Some may think it is a bit sombre and morbid to bring up such topics at Christmas, but the reality is that Christmas doesn’t make sense if the world is perfect and everyone is happy.
Christmas is the celebration of God stepping into the chaos and the mess of our world. Its central message is that God has done something about the problems by entering into our broken, rebellious world as a baby with the sole aim of rescuing and redeeming it.
That’s why people come to celebrate at churches all over the world on Christmas Day. As we gather we remind ourselves again of the hope we have in Jesus Christ in spite of our personal circumstances, and the circumstances of the world. Christmas is not sentimental wishful thinking, but confidence that God has not given up on us.
In Matthew’s gospel it says, “They shall call him Emmanuel, which means ‘God with us’” (1:23). Christmas is a reminder that God desires to be among us; the God who made the universe wants to share in our human lives. But he doesn’t save us or the world by taking us out of it or by taking our pain away, but by joining us in his world. He doesn’t act from a distance or use a proxy, but takes upon humanity’s pain, sorrow and rebellion himself.

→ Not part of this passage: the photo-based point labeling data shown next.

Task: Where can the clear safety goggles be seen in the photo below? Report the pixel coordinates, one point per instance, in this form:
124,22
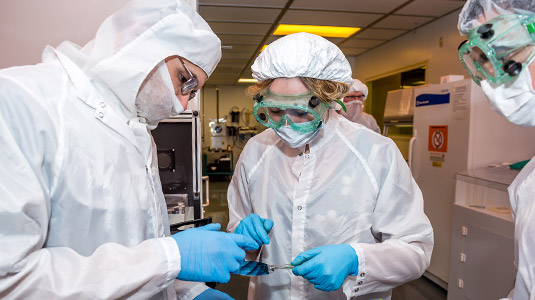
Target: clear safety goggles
303,112
498,50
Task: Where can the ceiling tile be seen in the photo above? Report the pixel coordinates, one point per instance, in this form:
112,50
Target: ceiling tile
238,55
380,34
237,61
229,28
373,6
352,51
435,8
362,43
242,14
263,3
219,70
232,66
402,22
235,39
242,48
220,81
335,40
272,38
328,18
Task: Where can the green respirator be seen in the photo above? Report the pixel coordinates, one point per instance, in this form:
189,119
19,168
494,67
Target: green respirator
498,50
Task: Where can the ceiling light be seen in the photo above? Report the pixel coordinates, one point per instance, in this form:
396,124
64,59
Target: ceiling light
247,80
325,31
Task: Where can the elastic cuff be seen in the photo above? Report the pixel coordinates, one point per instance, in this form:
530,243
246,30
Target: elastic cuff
360,276
188,290
172,255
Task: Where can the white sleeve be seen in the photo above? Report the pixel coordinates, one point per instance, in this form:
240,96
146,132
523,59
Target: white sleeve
239,202
30,271
403,230
522,196
188,290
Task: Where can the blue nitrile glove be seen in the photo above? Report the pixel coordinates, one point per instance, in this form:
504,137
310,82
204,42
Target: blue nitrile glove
256,228
211,294
327,267
209,255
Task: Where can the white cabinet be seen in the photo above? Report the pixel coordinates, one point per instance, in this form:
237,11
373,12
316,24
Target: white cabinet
482,247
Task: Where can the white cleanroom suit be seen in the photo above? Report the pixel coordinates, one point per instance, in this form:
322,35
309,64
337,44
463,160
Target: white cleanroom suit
82,213
353,187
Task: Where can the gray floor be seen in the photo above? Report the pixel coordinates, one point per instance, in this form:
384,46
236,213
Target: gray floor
420,289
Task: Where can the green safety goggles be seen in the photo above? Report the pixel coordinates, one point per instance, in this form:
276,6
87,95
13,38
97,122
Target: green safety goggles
498,50
303,112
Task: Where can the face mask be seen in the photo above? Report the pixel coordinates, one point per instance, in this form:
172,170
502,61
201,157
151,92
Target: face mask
498,50
354,108
515,100
297,139
156,99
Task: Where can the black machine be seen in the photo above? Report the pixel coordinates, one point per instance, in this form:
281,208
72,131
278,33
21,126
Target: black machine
178,143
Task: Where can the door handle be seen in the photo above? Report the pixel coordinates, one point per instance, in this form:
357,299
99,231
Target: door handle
411,148
206,179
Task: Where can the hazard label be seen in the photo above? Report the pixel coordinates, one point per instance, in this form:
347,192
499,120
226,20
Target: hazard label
438,138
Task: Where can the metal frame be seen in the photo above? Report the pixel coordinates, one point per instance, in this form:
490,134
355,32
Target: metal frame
193,117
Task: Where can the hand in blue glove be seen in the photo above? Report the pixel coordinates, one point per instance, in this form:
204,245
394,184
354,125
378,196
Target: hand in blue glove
327,267
208,255
211,294
256,228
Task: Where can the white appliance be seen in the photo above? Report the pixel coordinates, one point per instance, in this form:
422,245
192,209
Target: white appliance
398,117
482,239
455,129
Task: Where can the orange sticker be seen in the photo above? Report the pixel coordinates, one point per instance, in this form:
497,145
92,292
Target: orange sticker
438,139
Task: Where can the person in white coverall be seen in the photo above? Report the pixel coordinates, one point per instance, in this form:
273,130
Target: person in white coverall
499,25
354,103
82,214
332,198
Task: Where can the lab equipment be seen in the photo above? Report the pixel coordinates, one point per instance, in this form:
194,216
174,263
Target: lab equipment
254,268
327,266
477,12
218,133
302,112
210,264
398,118
498,50
455,129
178,143
256,228
188,84
302,55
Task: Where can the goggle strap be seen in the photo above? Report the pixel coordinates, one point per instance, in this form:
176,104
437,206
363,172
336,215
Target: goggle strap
341,104
531,28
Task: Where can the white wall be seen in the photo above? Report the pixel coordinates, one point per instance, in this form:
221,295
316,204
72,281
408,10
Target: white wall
229,96
416,47
27,26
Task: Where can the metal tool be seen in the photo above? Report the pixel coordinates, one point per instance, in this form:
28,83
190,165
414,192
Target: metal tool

On Christmas Day we not only celebrate an event that took place in Bethlehem over 2000 years ago, but the reality that is with us here today – in our time of celebration, in our times with our families, over our meal tables and in the smallest details of our lives.
Not only was God with them then in first century Palestine, his presence is a reality for us to day. In a very real sense the incarnation has never ceased and never will.  God’s choice to take on human nature, human flesh and blood, mind and feeling, is as real and immediate to us today as it was in Bethlehem.
As we celebrate Christmas in 2011, let us do so with hope in our hearts that God is still at work in the world and there is more rescuing to be done, and even if our lives are chaotic and messy, broken and unresolved, God is with us in the midst of it all.